The Input of Self-Attention is a series of Vectors. Then this Vector may be the Input of your entire Network, or it may be the
Output of a Hidden Layer, so we do not use x to represent it here. (It may be used alternately, it may be in a certain link of the network)

 We use it to represent it, which means that it may have been processed before. It is the output of a hidden layer. After inputting a row of vector a, Self-Attention needs to output another row of vector b.

Then each b is generated after considering all the a , so here deliberately draw a lot of arrows, telling you to b^{1}consider a^{1}the a^{4}generated, b^{2}considering a^{1}the a^{4}generated, the same is the same, considering the entire input sequence, it was generated.

How to generate this b^{1}vector, after you know how to generate one, you will know how to generate the remaining 234.

There is a special mechanism here. This mechanism is based on this vector to find out which parts of the entire long sequence are important, which parts are related to which label is judged, and which parts we want to decide class,
the information needed to determine the regression value

 The degree of association between each vector is represented by a value called α

How does this self-attention module automatically determine the correlation between two vectors?a^{1} If you give it two vectors a^{4}, how does it determine how related the two are, and then give it a value α? What about you? You need a module to calculate attention,

That is, take two vectors as input and directly output the value of α

 

 There are two common approaches

1., called dot product, the two input vectors are multiplied by two different matrices , the vector on the left is multiplied W^{q}by this matrix to obtain matrix q, the vector on the right is multiplied by this W^{k}matrix to obtain matrix k,
and then dot product , is to multiply them element-wise, and then add them up to get a scalar,
this scalar is α, which is a way to calculate α
2 There is another calculation method called Additive, its calculation method is , pass the same two vectors through W^{q} the sum W^{k}to get the root, then we don’t make it a Dot-Product, but string it together, and then throw it into this to pass through an Activation Function
and then pass through a Transformer, and then get α


dot-product

insert image description here

Detailed explanation of another brother of CSDN

What is element-wise ? Just look at this code segment.

import numpy as np
 
np1 = np.array([4, 6])
np2 = np.array([-3, 7])
print(np2 * np1)
 
# [-12  42]


In short, there are many different methods, which can calculate Attention, calculate the value of α, and calculate the degree of association.
But in the following discussions, we only use the left method , which is the most commonly used method today . The method used in Transformer.

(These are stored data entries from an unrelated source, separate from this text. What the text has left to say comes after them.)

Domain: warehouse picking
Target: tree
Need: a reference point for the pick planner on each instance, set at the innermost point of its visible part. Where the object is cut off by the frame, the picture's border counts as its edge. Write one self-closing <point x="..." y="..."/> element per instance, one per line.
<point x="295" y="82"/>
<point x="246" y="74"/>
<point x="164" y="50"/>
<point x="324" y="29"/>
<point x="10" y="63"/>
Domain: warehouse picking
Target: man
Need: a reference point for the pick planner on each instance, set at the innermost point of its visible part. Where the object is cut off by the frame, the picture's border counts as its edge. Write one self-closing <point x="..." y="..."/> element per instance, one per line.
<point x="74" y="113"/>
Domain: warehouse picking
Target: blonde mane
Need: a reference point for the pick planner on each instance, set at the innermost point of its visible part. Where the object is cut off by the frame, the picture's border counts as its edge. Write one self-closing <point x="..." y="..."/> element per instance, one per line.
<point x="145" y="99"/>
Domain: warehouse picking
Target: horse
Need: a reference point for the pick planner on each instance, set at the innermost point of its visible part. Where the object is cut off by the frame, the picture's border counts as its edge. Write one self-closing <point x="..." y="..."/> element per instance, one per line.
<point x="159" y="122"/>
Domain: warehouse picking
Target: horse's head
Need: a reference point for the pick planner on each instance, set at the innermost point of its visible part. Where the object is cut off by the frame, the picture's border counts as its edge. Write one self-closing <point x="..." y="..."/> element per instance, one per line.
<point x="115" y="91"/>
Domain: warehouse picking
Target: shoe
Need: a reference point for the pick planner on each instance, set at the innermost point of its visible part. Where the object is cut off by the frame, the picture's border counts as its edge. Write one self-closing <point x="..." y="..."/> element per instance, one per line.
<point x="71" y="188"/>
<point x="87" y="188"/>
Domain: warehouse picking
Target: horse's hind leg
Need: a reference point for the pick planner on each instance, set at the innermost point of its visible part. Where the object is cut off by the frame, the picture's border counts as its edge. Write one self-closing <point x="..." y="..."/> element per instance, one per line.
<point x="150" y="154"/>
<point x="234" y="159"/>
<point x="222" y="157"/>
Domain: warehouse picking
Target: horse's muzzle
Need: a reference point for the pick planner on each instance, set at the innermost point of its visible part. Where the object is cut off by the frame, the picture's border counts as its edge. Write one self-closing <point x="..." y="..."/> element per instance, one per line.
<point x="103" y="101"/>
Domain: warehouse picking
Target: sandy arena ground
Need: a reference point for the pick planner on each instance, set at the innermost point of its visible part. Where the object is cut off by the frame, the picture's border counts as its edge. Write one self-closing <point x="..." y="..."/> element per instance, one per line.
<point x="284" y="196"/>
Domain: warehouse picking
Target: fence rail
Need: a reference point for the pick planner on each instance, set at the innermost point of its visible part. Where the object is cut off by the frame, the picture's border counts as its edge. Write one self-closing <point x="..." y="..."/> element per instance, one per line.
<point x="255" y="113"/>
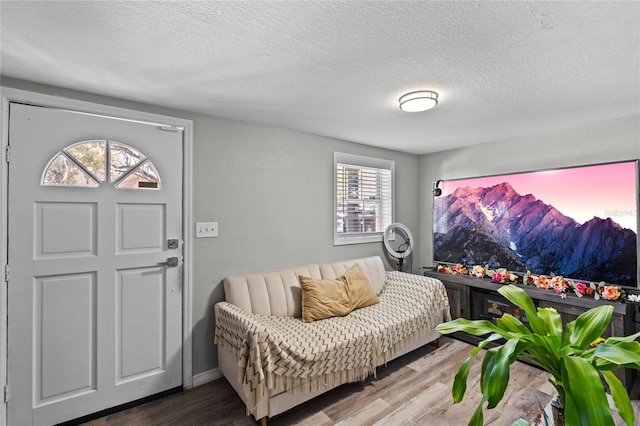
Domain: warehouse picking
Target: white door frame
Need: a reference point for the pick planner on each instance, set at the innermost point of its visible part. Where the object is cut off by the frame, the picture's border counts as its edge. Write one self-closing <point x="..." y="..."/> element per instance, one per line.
<point x="15" y="95"/>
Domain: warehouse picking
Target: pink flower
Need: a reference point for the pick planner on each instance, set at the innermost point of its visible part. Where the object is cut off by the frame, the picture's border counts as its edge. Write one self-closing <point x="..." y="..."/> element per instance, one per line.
<point x="477" y="271"/>
<point x="610" y="292"/>
<point x="559" y="284"/>
<point x="581" y="288"/>
<point x="541" y="281"/>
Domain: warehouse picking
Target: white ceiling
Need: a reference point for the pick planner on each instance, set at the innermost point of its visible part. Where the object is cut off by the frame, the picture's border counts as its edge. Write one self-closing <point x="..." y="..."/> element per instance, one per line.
<point x="337" y="68"/>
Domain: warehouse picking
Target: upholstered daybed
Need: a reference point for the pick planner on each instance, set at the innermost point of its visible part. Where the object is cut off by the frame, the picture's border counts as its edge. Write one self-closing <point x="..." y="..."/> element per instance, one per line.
<point x="276" y="358"/>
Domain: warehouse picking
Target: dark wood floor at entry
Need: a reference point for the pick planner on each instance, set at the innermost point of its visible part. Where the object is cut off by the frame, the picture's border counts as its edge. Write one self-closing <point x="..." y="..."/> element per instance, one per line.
<point x="412" y="390"/>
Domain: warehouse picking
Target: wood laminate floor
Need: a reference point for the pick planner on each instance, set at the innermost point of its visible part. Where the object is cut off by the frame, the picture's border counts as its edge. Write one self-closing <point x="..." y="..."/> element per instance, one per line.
<point x="412" y="390"/>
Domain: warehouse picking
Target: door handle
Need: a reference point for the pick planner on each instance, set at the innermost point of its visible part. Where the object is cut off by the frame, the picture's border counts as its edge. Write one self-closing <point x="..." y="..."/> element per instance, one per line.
<point x="171" y="262"/>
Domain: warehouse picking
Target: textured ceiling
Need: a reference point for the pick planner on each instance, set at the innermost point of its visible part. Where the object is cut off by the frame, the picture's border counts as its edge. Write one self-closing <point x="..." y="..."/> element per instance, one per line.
<point x="336" y="68"/>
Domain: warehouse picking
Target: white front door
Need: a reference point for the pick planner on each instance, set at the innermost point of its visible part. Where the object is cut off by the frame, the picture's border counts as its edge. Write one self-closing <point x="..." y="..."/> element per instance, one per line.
<point x="95" y="255"/>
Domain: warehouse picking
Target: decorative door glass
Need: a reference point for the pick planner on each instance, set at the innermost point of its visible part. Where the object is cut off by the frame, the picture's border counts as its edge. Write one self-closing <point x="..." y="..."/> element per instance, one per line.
<point x="93" y="162"/>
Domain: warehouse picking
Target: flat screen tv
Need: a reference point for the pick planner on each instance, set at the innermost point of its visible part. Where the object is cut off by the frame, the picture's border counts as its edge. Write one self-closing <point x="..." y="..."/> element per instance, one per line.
<point x="578" y="222"/>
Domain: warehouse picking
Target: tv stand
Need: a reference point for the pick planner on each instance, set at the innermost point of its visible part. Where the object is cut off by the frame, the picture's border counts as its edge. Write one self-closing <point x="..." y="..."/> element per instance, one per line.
<point x="478" y="298"/>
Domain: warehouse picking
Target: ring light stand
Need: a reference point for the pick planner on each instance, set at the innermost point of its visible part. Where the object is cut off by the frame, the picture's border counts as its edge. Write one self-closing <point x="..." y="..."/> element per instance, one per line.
<point x="403" y="249"/>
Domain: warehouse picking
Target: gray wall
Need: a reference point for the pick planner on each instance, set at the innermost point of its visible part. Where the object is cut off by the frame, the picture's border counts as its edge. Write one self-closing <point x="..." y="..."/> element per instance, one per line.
<point x="596" y="142"/>
<point x="271" y="192"/>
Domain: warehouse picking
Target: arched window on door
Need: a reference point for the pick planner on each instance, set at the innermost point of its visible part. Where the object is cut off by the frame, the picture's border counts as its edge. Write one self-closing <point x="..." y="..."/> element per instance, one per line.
<point x="94" y="162"/>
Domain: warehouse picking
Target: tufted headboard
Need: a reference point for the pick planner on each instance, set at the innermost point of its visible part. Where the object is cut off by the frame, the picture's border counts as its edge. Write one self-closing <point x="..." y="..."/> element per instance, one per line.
<point x="278" y="292"/>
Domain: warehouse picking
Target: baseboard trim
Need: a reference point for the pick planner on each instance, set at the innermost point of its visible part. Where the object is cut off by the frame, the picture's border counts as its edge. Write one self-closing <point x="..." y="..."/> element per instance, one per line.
<point x="207" y="376"/>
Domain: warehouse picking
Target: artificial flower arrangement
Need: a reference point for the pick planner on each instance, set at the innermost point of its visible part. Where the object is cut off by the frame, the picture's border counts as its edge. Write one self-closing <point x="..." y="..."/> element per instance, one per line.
<point x="500" y="275"/>
<point x="563" y="285"/>
<point x="557" y="283"/>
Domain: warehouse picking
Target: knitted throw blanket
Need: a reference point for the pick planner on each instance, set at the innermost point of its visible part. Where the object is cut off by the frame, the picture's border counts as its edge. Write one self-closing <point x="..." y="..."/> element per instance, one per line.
<point x="284" y="354"/>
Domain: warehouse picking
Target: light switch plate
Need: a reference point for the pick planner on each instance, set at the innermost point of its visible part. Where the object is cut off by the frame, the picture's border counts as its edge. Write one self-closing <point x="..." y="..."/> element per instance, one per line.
<point x="206" y="229"/>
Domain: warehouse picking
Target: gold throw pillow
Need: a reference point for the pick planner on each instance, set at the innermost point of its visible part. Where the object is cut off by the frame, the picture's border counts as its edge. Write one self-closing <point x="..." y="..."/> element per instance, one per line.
<point x="361" y="293"/>
<point x="323" y="299"/>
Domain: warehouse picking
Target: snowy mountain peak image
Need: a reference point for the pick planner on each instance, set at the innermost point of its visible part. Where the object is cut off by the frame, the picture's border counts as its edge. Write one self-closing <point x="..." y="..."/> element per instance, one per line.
<point x="498" y="227"/>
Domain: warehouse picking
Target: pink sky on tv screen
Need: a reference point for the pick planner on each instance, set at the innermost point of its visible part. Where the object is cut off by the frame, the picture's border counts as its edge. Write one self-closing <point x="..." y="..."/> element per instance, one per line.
<point x="606" y="190"/>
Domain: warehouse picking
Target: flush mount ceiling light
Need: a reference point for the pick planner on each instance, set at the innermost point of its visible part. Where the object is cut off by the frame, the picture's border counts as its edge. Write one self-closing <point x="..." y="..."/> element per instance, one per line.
<point x="418" y="101"/>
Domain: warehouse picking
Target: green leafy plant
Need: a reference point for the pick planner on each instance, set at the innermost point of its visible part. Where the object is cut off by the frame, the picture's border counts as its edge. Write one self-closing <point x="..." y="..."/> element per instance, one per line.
<point x="577" y="359"/>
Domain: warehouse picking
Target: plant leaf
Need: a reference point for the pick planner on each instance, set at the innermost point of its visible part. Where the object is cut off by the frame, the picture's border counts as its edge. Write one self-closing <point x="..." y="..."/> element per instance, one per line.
<point x="521" y="298"/>
<point x="474" y="327"/>
<point x="512" y="324"/>
<point x="618" y="354"/>
<point x="586" y="392"/>
<point x="495" y="371"/>
<point x="552" y="321"/>
<point x="625" y="339"/>
<point x="620" y="397"/>
<point x="477" y="419"/>
<point x="590" y="325"/>
<point x="460" y="380"/>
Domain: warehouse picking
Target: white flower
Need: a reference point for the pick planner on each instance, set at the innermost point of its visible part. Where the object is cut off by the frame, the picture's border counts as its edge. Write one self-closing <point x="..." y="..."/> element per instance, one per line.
<point x="634" y="298"/>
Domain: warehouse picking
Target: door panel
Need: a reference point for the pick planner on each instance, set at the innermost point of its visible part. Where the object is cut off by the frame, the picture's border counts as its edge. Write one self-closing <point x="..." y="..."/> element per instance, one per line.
<point x="95" y="313"/>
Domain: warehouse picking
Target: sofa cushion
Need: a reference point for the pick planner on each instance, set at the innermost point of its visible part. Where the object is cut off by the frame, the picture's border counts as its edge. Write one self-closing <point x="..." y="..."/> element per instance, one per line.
<point x="360" y="291"/>
<point x="322" y="299"/>
<point x="279" y="292"/>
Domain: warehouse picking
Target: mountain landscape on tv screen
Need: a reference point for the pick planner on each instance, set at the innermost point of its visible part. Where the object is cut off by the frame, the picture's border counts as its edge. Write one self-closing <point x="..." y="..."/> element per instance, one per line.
<point x="498" y="227"/>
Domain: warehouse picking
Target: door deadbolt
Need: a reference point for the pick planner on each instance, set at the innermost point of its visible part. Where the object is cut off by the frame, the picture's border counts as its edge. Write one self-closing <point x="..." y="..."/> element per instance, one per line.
<point x="171" y="262"/>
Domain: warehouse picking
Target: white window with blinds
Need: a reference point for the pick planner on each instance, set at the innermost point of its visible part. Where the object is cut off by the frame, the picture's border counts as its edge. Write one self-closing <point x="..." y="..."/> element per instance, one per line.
<point x="363" y="198"/>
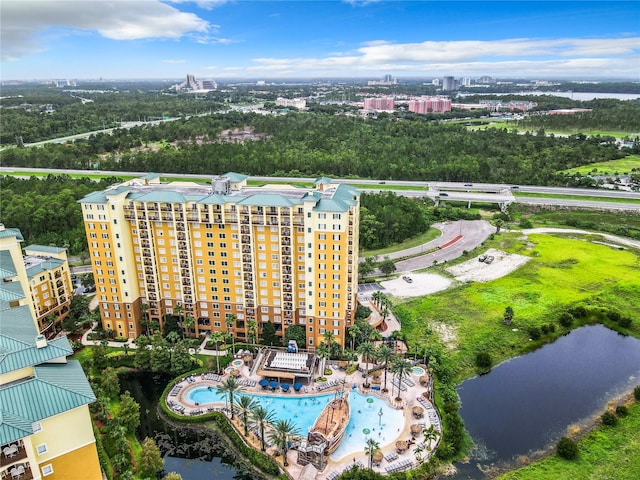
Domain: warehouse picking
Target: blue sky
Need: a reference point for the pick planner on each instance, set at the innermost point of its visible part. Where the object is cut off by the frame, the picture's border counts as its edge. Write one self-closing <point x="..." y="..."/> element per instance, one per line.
<point x="220" y="39"/>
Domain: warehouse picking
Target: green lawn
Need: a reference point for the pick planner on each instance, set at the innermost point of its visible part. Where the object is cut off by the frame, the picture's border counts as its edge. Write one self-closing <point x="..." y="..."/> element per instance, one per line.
<point x="604" y="453"/>
<point x="612" y="167"/>
<point x="562" y="272"/>
<point x="425" y="237"/>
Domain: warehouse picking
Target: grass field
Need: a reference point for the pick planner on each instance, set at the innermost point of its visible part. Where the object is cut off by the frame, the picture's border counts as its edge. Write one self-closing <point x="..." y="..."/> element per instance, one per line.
<point x="562" y="272"/>
<point x="612" y="167"/>
<point x="604" y="453"/>
<point x="427" y="236"/>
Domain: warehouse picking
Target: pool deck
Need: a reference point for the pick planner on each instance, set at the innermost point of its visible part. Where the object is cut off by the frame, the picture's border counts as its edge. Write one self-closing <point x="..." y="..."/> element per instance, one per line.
<point x="411" y="395"/>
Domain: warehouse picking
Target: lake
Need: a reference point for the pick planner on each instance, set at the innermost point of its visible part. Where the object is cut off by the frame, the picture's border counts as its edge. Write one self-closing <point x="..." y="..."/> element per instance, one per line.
<point x="527" y="403"/>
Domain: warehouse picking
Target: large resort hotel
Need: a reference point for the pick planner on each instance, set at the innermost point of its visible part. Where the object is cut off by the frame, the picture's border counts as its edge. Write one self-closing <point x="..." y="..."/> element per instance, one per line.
<point x="225" y="250"/>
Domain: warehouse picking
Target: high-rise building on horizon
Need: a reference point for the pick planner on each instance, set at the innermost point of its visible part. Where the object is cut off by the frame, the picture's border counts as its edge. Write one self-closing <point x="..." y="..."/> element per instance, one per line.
<point x="229" y="256"/>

Then you have to a^{1}calculate the correlation between them, that is, calculate the α between them.

 

 You can get it a^{1}by multiplying it , then this q has a name, we call it Query , it is like searching for related articles when you search the engine, just like searching for keywords of related articles, so this is called QueryW^{q}q^{1}

Then multiply a^{2}, a^{3}and 4 by one W^{k}to get the Vector of k, which is called Key,  then you take this Query q1 and this Key k2, and calculate the Inner-Product to get α

We \alpha _{1,2}use to represent that when Query is provided by 1 and Key is provided by 2, the correlation between 1 and 2 is called the Attention Score, which is called the Attention score.

Next use 3 and 4

 In fact, in general, during implementation, query1 will also calculate the correlation with yourself. How important is it to calculate the correlation with yourself? You can try it yourself when doing your homework to see if it has a big impact After calculating the correlation between a1 and each vector, a Soft-Max
will be connected here

 This Soft-Max is exactly the same as the Soft-Max used for classification , so the output of Soft-Max is a row of α, so there is originally a row of α, and you can get it through Soft-Max \alpha ^{1}
Here you don’t have to use Soft-Max , It’s okay to use other alternatives. For example, someone tried to make a ReLU, and they all made a ReLU here. It turned out that it was better than Soft-Max, so you don’t have to use Soft-Max here. You can use whatever Activation Function you want, as long as you are happy, you can try it, and Soft-Max is the most common, then you can try it yourself to see if you can get better results than Soft-Max

Next, after getting this \alpha ^{1}, we need to \alpha ^{1}extract the important information in the Sequence based on this. According to this α, we already know which vectors are most related to them, and how to extract important information.

 

1. First, multiply each vector here a^{1} to get a new vector, which is used to represent 2. Next , multiply each vector here by the Attention score, and multiply them by 3. Then add it up again to geta^{4}W^{v}v^{1}v^{2}v^{3}v^{4}
v^{1}v^{4}a^{'}
b^{1}

 (One thing I don’t understand very well, what is the purpose of putting a v matrix here)

If a certain vector has a higher score, for example, if a^{1}it has a^{2}a strong correlation with it, the value obtained is very large, then after we do Weighted Sum today, b^{1}the value obtained may be closer. v^{2}
So whose Whoever has the highest Attention score will dominate the results you draw.
So here we will talk about how to get from a whole Sequenceb^{1}

So after generating this b1. It is the same to generate b2 after generating b1 from a row of vectors. But matrix operations have an advantage, they are generated at the same time, not sequentially. are generated at the same time, how to calculate b^{2}is to change the protagonist into a2

 

 

 

 

matrix angle

It is already known that each a generates a qkv

Each a is multiplied by a matrix, if it is q, then the multiplication is one W^{q}. Many different Wq can be combined as a matrix. 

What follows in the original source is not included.